Now observe that by the way we played the quantifier moves, we have the correspondences $a_{i(1)} \mapsto b_{i(1)},\dots,a_{i(k)} \mapsto b_{i(k)}$ in the play of the EF game $G_n(A,B)$. Since we always used Duplicator’s winning strategy in $G_n(A,B)$, this correspondence is a finite partial isomorphism from $A$ to $B$, in particular $R^A(a_{i(1)},\dots,a_{i(k)})$ iff $R^B(b_{i(1)},\dots,b_{i(k)})$. Therefore, $R^B(b_{i(1)},\dots,b_{i(k)})$ and True wins the play of $S_\sigma(B)$. Since we always let False play freely in $S_\sigma(B)$, this shows that we have defined a winning strategy for True. Therefore, $B \vDash \sigma$, as required.

#### Notes

1. The original version of this post claimed to have a game-theoretic proof of the backward implication of Fraïssé’s Theorem.
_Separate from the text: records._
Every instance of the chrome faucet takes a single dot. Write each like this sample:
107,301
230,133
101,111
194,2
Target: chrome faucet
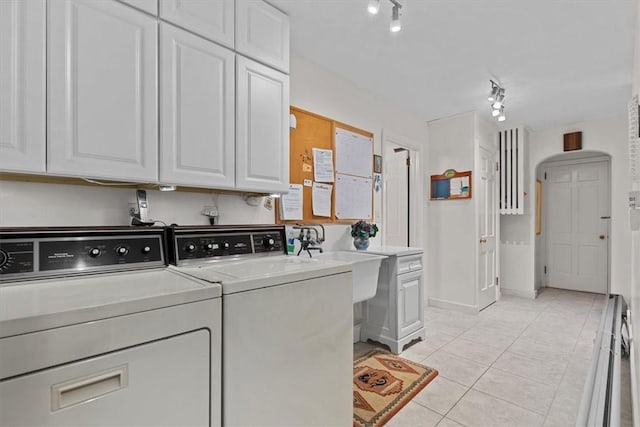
307,242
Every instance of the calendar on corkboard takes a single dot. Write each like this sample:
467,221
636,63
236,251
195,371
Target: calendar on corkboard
330,172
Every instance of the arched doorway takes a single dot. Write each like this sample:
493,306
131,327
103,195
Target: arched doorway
573,244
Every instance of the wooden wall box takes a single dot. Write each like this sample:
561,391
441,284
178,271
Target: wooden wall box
573,141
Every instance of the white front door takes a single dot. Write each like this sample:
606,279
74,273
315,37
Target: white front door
396,187
487,257
576,226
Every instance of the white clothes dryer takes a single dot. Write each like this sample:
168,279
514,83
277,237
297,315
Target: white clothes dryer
287,326
96,331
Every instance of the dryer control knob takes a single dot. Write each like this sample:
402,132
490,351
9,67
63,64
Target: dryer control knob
122,250
94,252
268,242
4,258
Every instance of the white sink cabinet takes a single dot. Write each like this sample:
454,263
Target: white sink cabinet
395,316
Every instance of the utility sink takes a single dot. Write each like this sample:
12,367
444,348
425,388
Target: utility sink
365,268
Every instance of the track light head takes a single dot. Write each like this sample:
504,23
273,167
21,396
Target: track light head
396,25
502,117
374,7
499,99
496,100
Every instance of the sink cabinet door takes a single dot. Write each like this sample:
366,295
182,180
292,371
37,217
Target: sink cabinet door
410,303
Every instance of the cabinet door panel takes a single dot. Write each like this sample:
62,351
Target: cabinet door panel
410,304
262,127
22,85
102,86
213,19
262,33
149,6
197,99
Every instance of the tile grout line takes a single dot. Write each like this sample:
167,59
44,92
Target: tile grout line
483,373
567,368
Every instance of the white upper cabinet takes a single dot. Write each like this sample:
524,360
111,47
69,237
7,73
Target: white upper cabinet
149,6
102,104
197,111
262,33
213,19
22,85
262,127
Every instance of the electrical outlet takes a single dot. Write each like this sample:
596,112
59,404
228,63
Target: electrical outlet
209,211
133,209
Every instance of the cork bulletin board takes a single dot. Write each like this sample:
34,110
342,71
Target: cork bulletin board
346,168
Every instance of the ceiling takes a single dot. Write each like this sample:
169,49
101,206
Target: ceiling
561,61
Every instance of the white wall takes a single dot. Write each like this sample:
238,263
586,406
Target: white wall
608,136
40,204
451,248
636,58
634,303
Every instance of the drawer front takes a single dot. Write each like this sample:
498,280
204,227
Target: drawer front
409,263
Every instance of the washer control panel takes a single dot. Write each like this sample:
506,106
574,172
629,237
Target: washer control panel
219,242
26,255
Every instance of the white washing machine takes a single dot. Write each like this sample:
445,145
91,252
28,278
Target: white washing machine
96,331
287,326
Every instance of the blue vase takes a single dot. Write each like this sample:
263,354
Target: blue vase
361,243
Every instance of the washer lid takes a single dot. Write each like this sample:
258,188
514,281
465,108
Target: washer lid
248,274
44,304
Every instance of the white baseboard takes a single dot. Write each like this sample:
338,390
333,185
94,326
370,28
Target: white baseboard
635,380
450,305
531,294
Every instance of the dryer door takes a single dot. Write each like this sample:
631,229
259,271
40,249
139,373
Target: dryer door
162,383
Unfortunately, that proof was flawed and it has now been deleted.
2. This proof was originally developed for a REU that I supervised at Cornell University in Summer 2008. It was originally posted on a blog that I used to maintain some years ago. Since I find this proof very interesting, I decided to salvage it and repost it here.
3. The use of restricted formulas is a little bit of a cheat. The main reason for this was to simplify the definition of the semantic games. Negations can be incorporated in these games by adding the following clause to the definition of $S_\phi$: if $\phi \equiv \lnot\psi$, then True and False swap roles and play the subgame $S_\psi(A)$. The rest of the proof works exactly in the same way, except that because True and False swap roles every time they hit a negation, it becomes tricky to keep track of who is who.